I’ve just returned from a wonderful workshop in Port Elizabeth, South Africa. With amazing scholars and collaborators, Georgina Cundill of South Africa and Ro Hill of Australia, we facilitated a meeting for the International Social Science Council-funded group “Collaborative Tansformations Toward Ecosystem Stewardship”. Over the next few weeks, I’ll write a bit about each of these pieces – what do we mean by collaboration, by social transformation, and by ecosystem stewardship. Here, I’ll simply provide a brief overview of the project.
What we are trying to do is bring together a number of examples of how people work together and collaborate in attempting to resolve environmental dilemmas that they face. We want to see if conditions that facilitate and enable collaboration to flourish in different contexts around the world are the same or not. We have numerous case studies in diverse social-ecological systems – from the forests of Kerala, India to the forests of Puerto Rico, from the Arctic of Alaska to the deserts of Arizona, from Easter Island to the Eastern Cape of South Africa, and from Aboriginal land in Australia to the land of the San in the Kalahari, among others.
The meeting was a huge success in crafting the broader research project as well as starting on an overview paper that highlights the social transformations needed to shift societal focus toward ecosystem stewardship and a more holistic approach to the natural world than a purely use-oriented perspective. In each of our cases, researchers are directly engaged with practitioners – NGOs, indigenous groups, government agencies, and resource users/managers. The work is action-oriented and use-inspired. We hope that by working together, the research can answer the questions that practioners are asking, while the practitioners can experiment with the theories and ideas coming out of the research.

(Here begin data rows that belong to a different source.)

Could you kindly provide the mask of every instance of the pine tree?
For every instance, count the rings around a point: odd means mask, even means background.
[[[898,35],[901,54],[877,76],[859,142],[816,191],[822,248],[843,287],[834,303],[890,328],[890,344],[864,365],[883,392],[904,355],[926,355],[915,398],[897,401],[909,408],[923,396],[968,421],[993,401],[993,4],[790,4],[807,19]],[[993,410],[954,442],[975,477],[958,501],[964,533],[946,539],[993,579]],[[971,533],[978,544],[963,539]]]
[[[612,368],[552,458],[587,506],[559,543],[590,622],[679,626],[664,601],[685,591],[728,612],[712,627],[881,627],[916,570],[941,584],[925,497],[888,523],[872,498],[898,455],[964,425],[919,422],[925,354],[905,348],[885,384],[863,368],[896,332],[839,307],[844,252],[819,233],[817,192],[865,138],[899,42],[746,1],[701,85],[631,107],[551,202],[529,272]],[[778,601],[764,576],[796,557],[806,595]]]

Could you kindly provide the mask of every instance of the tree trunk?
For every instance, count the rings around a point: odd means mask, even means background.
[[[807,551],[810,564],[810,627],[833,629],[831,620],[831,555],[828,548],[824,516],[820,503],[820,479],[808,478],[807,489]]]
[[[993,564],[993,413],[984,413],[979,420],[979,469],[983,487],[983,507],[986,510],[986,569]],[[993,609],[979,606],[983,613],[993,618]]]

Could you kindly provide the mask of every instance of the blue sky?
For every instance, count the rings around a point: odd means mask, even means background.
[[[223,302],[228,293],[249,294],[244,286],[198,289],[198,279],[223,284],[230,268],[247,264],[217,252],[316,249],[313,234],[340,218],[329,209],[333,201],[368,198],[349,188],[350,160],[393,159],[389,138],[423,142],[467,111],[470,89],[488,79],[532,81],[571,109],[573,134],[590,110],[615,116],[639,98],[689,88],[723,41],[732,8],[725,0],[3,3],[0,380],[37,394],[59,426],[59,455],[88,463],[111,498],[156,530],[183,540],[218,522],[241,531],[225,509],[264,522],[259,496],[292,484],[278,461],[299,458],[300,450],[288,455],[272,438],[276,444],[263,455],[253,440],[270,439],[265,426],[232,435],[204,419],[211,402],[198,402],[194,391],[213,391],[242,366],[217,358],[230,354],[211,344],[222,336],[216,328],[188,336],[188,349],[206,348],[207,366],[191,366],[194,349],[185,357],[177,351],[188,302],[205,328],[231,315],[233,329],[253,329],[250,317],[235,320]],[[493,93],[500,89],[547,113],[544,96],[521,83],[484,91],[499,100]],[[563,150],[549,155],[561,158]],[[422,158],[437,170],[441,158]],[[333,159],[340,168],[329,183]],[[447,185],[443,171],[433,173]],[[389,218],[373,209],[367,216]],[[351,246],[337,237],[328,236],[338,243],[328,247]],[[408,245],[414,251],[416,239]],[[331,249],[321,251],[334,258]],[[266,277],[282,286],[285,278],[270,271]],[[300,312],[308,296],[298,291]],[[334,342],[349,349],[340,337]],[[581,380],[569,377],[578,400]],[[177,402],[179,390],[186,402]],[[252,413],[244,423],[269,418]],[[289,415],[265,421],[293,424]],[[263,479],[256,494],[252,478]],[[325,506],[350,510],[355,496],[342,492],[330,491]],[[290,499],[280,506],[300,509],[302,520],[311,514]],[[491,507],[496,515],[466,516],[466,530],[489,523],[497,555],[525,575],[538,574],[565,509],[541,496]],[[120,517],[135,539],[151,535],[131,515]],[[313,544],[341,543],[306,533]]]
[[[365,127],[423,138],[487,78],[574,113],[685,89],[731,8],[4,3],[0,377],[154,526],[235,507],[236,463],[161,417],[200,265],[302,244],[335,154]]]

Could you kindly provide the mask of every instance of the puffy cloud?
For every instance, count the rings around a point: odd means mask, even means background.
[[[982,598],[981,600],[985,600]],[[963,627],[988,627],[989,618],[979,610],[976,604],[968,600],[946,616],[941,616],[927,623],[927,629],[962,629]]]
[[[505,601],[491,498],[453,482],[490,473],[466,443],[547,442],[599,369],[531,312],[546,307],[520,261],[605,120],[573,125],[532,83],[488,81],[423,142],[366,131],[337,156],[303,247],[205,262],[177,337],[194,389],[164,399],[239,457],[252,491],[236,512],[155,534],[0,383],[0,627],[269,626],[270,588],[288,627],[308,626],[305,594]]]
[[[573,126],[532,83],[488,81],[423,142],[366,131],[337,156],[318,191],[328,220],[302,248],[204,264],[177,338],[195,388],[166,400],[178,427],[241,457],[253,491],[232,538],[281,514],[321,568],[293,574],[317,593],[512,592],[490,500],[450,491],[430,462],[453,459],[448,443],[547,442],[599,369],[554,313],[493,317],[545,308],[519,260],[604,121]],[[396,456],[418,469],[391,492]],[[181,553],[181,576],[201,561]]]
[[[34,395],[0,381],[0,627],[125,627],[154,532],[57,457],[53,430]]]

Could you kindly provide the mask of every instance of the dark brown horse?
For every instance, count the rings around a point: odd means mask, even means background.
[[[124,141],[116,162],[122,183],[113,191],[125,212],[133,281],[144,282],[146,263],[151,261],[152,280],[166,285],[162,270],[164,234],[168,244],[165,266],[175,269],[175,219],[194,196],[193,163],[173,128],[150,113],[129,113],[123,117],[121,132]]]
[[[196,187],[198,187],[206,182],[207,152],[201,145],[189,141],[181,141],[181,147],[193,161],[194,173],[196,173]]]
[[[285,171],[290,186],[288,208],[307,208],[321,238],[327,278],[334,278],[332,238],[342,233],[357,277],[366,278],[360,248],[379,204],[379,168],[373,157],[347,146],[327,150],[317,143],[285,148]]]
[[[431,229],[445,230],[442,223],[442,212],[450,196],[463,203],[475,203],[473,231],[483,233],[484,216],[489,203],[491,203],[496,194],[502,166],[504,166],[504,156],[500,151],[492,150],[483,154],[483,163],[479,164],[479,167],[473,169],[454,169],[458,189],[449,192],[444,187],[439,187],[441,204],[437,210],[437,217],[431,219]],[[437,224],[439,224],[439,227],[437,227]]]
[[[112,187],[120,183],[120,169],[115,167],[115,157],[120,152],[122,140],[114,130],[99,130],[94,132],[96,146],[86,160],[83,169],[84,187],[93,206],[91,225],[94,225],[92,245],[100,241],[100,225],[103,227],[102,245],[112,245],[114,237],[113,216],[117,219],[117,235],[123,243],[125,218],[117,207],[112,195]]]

Broadly speaking our goal is to understand the role of collaboration in transforming towards just and safe pathways and how to support these collaborations. To do this, we need a better understanding of the process of transformation. What we mean by just and safe pathways, refers to the “doughnut” of Raworth (see http://www.kateraworth.com/doughnut/)
The goal is to stay within the planetary boundaries (see the latest on Planetary Boundaries in Science at: http://www.sciencemag.org/content/early/2015/01/14/science.1259855) while still achieving a modicum of social development (see the manuscript by Leach, Raworth, and Rockstrom on Navigating Pathways in the Safe and Just Space for Humanity).
These are the broad goals that we are working toward in this project both locally and globally. I’ll keep you posted as we move forward.